We as Christians often say we are elected by God, but we rarely think about what this means. Sam’s experience of feeling elected reflects God’s friendship with us: the Lord desires to build a relationship with us, not because of our external qualities, but because God wants to love us. Therefore, when we build genuine friendships with one another, we are reflecting the love of Jesus.
Greta Frei gave a wonderful example of what this friendship looks like. Greta is working to build a database of Chinese Christian faith history, to which more than a hundred Chinese students (Christians and non-Christians) are contributing. One student, who is Catholic but is going through a period of uncertainty in her faith, asked Greta if she still wanted her to be part of the project if she were to leave the faith.

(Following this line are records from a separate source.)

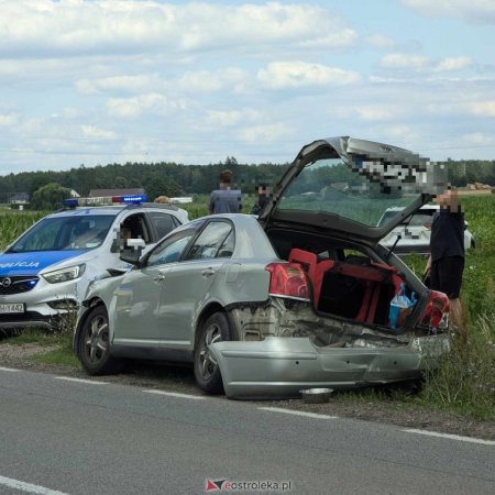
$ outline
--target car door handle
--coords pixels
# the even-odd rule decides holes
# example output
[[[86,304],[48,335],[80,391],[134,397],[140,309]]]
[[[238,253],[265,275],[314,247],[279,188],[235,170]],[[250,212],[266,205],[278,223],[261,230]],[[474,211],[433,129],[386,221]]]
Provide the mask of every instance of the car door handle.
[[[205,268],[202,272],[201,272],[201,275],[204,276],[204,277],[211,277],[211,275],[215,275],[215,270],[213,268]]]

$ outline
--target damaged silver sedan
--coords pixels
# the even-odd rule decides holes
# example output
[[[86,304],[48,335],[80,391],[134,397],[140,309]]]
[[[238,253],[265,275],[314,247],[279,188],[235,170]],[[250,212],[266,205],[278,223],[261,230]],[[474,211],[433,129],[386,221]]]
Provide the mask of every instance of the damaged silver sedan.
[[[76,355],[90,374],[191,362],[202,391],[230,398],[416,380],[449,350],[449,301],[378,241],[444,179],[406,150],[316,141],[260,218],[204,217],[123,255],[133,270],[88,289]]]

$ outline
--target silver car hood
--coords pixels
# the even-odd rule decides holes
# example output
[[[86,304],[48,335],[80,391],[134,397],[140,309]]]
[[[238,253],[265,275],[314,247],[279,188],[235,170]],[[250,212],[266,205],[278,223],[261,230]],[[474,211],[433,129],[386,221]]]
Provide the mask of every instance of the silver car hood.
[[[287,207],[287,196],[292,194],[298,180],[302,182],[304,174],[311,166],[317,168],[326,160],[336,158],[346,166],[348,175],[359,179],[364,188],[369,187],[367,191],[364,189],[361,196],[352,197],[351,194],[330,187],[332,194],[327,195],[327,202],[315,206],[316,201],[310,202],[309,199],[321,196],[326,187],[333,186],[331,183],[321,184],[320,186],[324,186],[321,191],[300,195],[301,198],[304,195],[314,195],[314,197],[302,198],[306,202],[301,200],[295,207]],[[273,200],[260,216],[260,221],[265,228],[287,223],[310,226],[310,228],[331,231],[340,237],[352,235],[375,244],[404,218],[430,200],[432,195],[443,190],[446,186],[447,168],[443,165],[429,162],[428,158],[408,150],[348,136],[329,138],[315,141],[301,148],[274,188]],[[362,199],[366,195],[372,198],[370,191],[373,187],[380,190],[380,200],[389,198],[384,209],[394,206],[392,198],[396,196],[403,198],[403,210],[385,224],[377,224],[380,216],[375,223],[360,222],[354,204],[351,201],[354,198]],[[348,200],[346,211],[345,207],[342,208],[345,204],[343,200]],[[378,200],[375,205],[378,205]]]

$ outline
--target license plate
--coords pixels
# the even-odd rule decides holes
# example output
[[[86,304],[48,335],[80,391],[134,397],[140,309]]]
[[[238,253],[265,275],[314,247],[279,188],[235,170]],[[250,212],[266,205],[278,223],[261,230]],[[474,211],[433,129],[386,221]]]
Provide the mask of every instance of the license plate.
[[[24,304],[23,302],[11,302],[0,305],[0,314],[4,312],[24,312]]]

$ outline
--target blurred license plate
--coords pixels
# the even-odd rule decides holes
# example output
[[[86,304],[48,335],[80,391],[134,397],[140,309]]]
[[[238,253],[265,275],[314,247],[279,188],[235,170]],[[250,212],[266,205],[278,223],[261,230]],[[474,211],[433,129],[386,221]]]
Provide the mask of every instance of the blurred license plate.
[[[11,302],[8,305],[0,305],[1,312],[24,312],[24,304],[22,302]]]

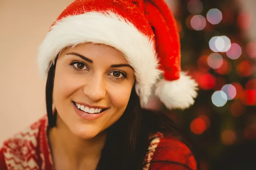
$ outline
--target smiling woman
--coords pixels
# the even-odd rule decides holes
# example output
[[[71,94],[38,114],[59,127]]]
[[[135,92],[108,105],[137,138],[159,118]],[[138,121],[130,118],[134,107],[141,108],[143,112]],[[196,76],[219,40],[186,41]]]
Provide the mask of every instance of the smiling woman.
[[[163,0],[75,0],[51,27],[38,63],[47,116],[5,142],[0,169],[197,169],[173,122],[145,108],[155,85],[169,109],[197,96]]]

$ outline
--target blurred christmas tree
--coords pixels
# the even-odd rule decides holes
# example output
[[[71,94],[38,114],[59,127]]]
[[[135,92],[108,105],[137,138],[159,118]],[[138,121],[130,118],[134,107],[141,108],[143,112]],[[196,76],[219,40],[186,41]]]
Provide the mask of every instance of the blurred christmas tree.
[[[202,170],[251,169],[230,169],[243,163],[227,159],[249,157],[232,151],[256,139],[256,42],[245,34],[250,16],[236,0],[177,2],[183,69],[200,90],[191,108],[166,112],[189,136]]]

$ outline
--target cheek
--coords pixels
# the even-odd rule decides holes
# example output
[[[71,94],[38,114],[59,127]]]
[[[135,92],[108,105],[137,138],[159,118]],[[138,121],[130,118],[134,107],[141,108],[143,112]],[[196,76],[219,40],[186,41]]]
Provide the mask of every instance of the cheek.
[[[119,112],[122,114],[127,106],[132,88],[132,85],[128,85],[126,86],[120,85],[117,87],[110,87],[108,88],[111,89],[108,92],[110,102],[113,108],[119,114]]]
[[[55,104],[67,101],[68,98],[79,88],[79,79],[76,76],[56,68],[53,85],[53,101]]]

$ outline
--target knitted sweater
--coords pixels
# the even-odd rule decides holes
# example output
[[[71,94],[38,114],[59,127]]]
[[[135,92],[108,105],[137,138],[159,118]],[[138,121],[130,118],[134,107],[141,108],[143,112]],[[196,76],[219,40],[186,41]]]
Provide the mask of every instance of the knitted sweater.
[[[53,170],[47,134],[46,117],[4,142],[0,149],[1,170]],[[196,170],[188,147],[160,132],[151,135],[143,170]]]

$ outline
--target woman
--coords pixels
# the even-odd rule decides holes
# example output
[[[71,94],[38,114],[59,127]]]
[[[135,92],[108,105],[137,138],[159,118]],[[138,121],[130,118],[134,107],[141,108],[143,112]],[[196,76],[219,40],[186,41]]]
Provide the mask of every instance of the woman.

Greta answered: “You can be Catholic, Protestant, Atheist… We are still friends.” As someone who lost friendships after a faith conversion, I was moved close to tears by how Greta showed love to this student.
Today, let’s reflect on what it means to encounter one another. Let’s ask if we are listening and being authentic in our relationships, both on a small-scale interpersonal level and on a larger cultural or political level.
And, my friend, if you find reluctance in your heart—like I did—to have genuine friendship with someone, remember that our Hope is the ever-loving Christ. He will always first encounter and love us.
Shirley Wang recently graduated from Augustana University and is a volunteer with the US-China Catholic Association.